I dated a girl who'd gone to Oberlin in the late 70s, early 80s, and she told me "PC" was the rage there.

I first encountered the phrase while reading a review of an album in Rolling Stone. The album being reviewed was, according to the critic, "not politically correct." I remember it because I found it chilling, like something out of the Soviet Union. I never purchased another copy of Rolling Stone after that.

wholelottasplainin said...

Here's a good analysis of the reasons The Simpsons went bad.

https://www.youtube.com/watch?v=KqFNbCcyFkk

mikee said...

Historical illiteracy is on display here.
Marge is a comic stereotype dating back to the 1950s on TV and the 1920s on radio.
Acknowledge that reality before you start complaining about the one created by this know-nothing.

Chipotle said...

One of my favorite all-time TV episodes was the Simpsons episode about cartoon violence (itchy & Scratchy).
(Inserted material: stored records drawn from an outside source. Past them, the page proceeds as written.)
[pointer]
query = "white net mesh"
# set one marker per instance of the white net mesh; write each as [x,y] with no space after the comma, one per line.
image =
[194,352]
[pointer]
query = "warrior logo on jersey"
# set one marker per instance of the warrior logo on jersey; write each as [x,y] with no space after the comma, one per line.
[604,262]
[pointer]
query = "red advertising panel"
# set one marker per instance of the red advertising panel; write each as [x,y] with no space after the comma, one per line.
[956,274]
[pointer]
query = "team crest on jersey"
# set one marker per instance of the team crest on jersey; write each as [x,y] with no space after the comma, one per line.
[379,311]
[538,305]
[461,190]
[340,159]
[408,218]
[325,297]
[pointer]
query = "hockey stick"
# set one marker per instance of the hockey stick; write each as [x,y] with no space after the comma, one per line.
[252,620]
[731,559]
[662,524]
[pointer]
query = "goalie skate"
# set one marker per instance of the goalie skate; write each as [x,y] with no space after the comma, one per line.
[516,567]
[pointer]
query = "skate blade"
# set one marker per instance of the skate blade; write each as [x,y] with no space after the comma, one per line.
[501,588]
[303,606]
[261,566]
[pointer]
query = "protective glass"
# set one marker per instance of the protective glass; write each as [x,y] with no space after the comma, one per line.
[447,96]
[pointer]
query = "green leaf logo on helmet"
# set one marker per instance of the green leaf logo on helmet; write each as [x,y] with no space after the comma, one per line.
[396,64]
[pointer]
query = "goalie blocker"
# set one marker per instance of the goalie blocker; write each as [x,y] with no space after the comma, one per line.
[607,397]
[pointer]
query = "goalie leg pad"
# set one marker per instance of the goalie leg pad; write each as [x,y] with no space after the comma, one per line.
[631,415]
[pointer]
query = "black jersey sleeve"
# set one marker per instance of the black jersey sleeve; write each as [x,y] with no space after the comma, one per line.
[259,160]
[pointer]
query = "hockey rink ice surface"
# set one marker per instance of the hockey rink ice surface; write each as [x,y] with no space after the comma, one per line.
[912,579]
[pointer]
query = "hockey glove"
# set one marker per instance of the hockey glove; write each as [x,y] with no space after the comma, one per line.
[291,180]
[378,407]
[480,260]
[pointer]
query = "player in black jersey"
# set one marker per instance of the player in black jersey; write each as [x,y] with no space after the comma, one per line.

One of the best uses of Beethoven was in that episode, too.

Zach said...

I really don't agree with any of the characterizations here. Marge isn't a doormat, Homer is a doofus but not selfish, and the show goes to great lengths to present Lisa as a saint rather than as an insufferable jerk. They poke a little fun at her in the process, but that's how sitcoms work.

As I recall, the early years had Bart instigating a lot of the plots, rather than Homer. In those days, Homer was closer to a standard sitcom dad.
They ultimately realized that Homer is a much funnier character, at which point "Homer does something wacky and everybody reacts to it" became a standard plot.

And the celebrity cameos are the worst part of the show, not the best.